Alerta sobre ameaça ao Estado Democrático
Durante a apresentação do relatório, o ministro Fachin fez um alerta contundente sobre os perigos do crescimento do crime organizado. "O crime organizado, com seu crescimento e reconfigurações nos últimos anos, vem se tornando uma ameaça ao Estado Democrático de Direito", afirmou o magistrado.
Fachin detalhou os múltiplos impactos negativos das organizações criminosas: "Ele corrói as instituições, captura mercados lícitos, financia a violência, instrumentaliza o sistema financeiro para a lavagem de seus produtos e, no limite, disputa com o Estado o monopólio do uso da força em territórios que, abandonados pelo Poder Público, tornaram-se vulneráveis".
Papel fundamental do Poder Judiciário
O ministro destacou que o judiciário não pode ser uma 'ilha' no combate ao crime organizado, enfatizando a necessidade de colaboração entre os poderes. Fachin enumerou três atribuições essenciais dos profissionais do direito neste contexto:
- Contribuir para o aprimoramento da aplicação da legislação penal em integração com os demais Poderes
- Colaborar na elaboração de estratégias e metas para alcançar os objetivos da política nacional de segurança pública
- Participar do processo de avaliação das políticas de segurança pública
"Sem um judiciário eficiente, há inúmeros prejuízos: a investigação não se completa, a condenação não se sustenta, e a recuperação de ativos não se consolida", reforçou o presidente do CNJ.

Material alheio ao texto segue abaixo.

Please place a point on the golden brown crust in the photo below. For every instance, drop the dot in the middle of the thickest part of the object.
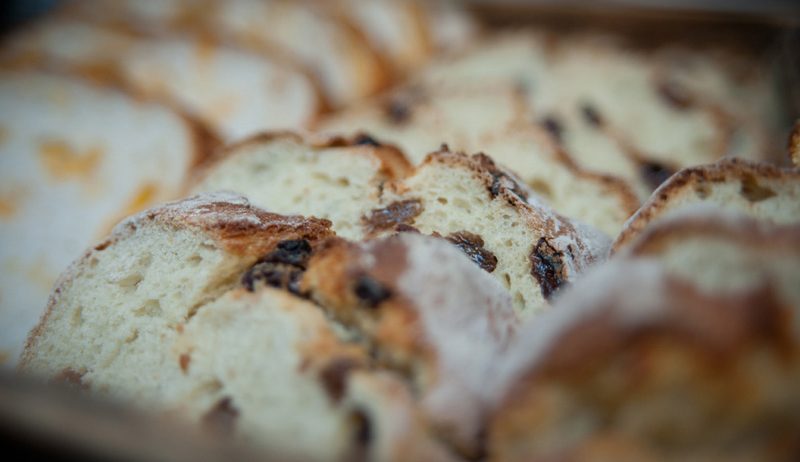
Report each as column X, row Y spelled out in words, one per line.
column 694, row 351
column 725, row 170
column 235, row 225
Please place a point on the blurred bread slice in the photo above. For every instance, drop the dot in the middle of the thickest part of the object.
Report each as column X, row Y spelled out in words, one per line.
column 494, row 121
column 157, row 316
column 635, row 364
column 480, row 207
column 332, row 178
column 76, row 157
column 426, row 309
column 238, row 92
column 759, row 190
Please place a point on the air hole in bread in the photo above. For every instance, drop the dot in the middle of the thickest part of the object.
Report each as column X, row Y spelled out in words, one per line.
column 222, row 417
column 754, row 192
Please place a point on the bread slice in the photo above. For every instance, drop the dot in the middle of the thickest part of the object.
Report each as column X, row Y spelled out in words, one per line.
column 346, row 66
column 395, row 28
column 794, row 144
column 426, row 309
column 470, row 200
column 238, row 92
column 493, row 121
column 759, row 190
column 156, row 315
column 636, row 365
column 332, row 178
column 74, row 158
column 600, row 98
column 719, row 250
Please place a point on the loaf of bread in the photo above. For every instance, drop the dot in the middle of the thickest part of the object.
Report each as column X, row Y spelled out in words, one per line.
column 636, row 365
column 763, row 191
column 481, row 207
column 427, row 310
column 493, row 120
column 235, row 91
column 168, row 313
column 75, row 158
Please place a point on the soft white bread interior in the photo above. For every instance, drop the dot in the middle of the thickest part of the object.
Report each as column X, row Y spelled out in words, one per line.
column 333, row 178
column 74, row 158
column 427, row 310
column 759, row 190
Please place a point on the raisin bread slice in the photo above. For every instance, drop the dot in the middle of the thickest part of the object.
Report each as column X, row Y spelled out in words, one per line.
column 494, row 121
column 426, row 309
column 156, row 316
column 759, row 190
column 72, row 149
column 333, row 178
column 636, row 365
column 238, row 92
column 794, row 145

Direito fundamental à segurança
Fachin também ressaltou o impacto direto do crime organizado na vida dos cidadãos: "É direito fundamental do cidadão viver sem medo e opressão, onde possa exercer o direito de locomoção e de manifestação do pensamento. Não há Estado de Direito em localidades dominadas por facções".
O relatório do CNJ representa um marco no mapeamento do combate às organizações criminosas no Brasil, oferecendo dados concretos sobre a dimensão do desafio que o sistema de justiça enfrenta para conter o avanço das facções em território nacional.